On days like this, she cannot remember what her own face looks like.

A mirror isn't as exact and faithful as everybody claims. She half-expects it to show her someone else's face or give in to the touch as she wipes the surface free from mist. As in childhood memories, when she wished to find a way to the adventures Behind the Looking-Glass.

A look behind the reflecting surface reveals no rabbit-holes, but a medicine cabinet with out-of-date prescription drugs that were never used nor paid for. Doxepin, Advil, Tylenol - that's what the labels say, anyway. The drugs are spiked with toxic chemicals that kill or paralyze, depending on the dose.

She heaves a mental sigh.

She has become so used to the world twisting around her that the meaning of the word "ordinary" is lost on her. Despite her powers and strange companions, she is not another version of Alice. She is more like the mirror itself, a gateway between this world and a reflection of itself. She is both Chrome and she is Mukuro, no longer a tool he owns, separate from himself, but a part of his soul, his memories and his dreams - especially his dreams.

"Oya, oya. You look like you've seen a ghost."

She slams the cabinet door and it's Mukuro staring back at her, grin nearly splitting his face in two.

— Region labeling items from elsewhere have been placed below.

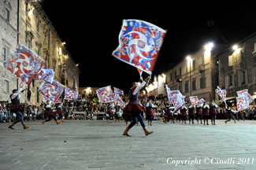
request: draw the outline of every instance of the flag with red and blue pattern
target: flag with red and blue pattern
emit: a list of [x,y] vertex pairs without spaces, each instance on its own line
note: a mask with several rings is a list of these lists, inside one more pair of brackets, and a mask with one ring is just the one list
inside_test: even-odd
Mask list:
[[76,100],[77,97],[78,97],[78,91],[73,91],[65,87],[64,99]]
[[124,95],[124,91],[116,87],[113,87],[113,92]]
[[46,67],[42,67],[39,72],[35,76],[35,79],[43,79],[50,83],[53,83],[54,79],[54,71]]
[[117,59],[151,75],[166,31],[139,20],[124,20],[119,46],[113,52]]
[[28,47],[19,44],[4,62],[4,66],[22,82],[29,85],[40,70],[44,61]]
[[246,95],[236,98],[237,110],[241,111],[249,107],[249,100]]
[[59,83],[57,80],[54,80],[52,83],[46,81],[40,81],[40,84],[39,92],[54,103],[58,101],[58,98],[65,88],[65,86]]
[[105,87],[102,87],[96,91],[98,102],[106,103],[110,102],[114,102],[114,98],[113,94],[113,91],[111,89],[111,86],[107,86]]

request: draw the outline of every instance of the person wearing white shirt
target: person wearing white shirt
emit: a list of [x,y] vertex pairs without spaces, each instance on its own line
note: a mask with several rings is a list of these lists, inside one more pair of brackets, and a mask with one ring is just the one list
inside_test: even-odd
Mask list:
[[25,124],[24,123],[23,114],[20,113],[20,112],[24,111],[24,108],[22,108],[21,105],[20,105],[20,95],[26,90],[27,90],[27,88],[22,90],[22,86],[20,83],[20,91],[18,91],[17,89],[14,89],[13,91],[13,94],[10,94],[10,96],[9,96],[9,98],[11,98],[12,104],[13,104],[12,107],[10,108],[10,112],[15,113],[15,114],[17,116],[17,120],[15,122],[13,122],[13,124],[11,124],[8,127],[9,128],[14,129],[13,128],[14,126],[14,124],[16,124],[17,123],[18,123],[20,121],[21,122],[24,129],[29,128],[29,127],[27,127],[25,125]]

"It's nothing unusual." Her voice trails off. She's all too aware that the only things shielding her from his gaze are the mirror and the towel wrapped around her.

He chuckles. "Oh, is it?"

"Yes, not anymore."

"Do you want me to make them go away?" He's leaning on the edge of the oblong, elbow poking through the surface.

"It's okay. As long as I see them I know we're connected, I know that you're alright." She knows that this sounds silly, as soon as she has said it - how can anyone who sees those visions be alright? - but it's her way of viewing things in a positive light.

"My sweet Chrome," he says, as he steps forward, emerging from the mirror and the bathroom wall. "It's so like you to suffer this for me. I knew you were the right choice."

Her cheeks are heating at his words, not because his arms encircle her shoulders or his fingers thread through her still-wet strands of hair. She lets herself be cradled in his embrace and it's oh so surreal, being comforted by an illusion for nightmares that aren't hers.

Shouldn't he be the one to receive her sympathies?

He would laugh at the idea, most likely. Isn't she just the mouthpiece for the Messiah, the medium that acts through his will?

"I know what you're thinking," his voice echoes in her mind. "There's no need to let yourself be bogged down by worry."

"But, Mukuro-sama. You don't have to force yourself." With some last shreds of hesitation slowing her movements, her arms wrap around his waist and her fingers clutch at his leather jacket. It's smooth and cold beneath them, almost ordinary. "If you didn't want anyone to see the things you see, you'd not have let me in this close. I am everything you are now, remember?"

Laughter ripples through him, as foretold, and he throws his head back to let it out. "I have taught you well, I see," he says when it subsides a little. "The ghosts will have to fear you now."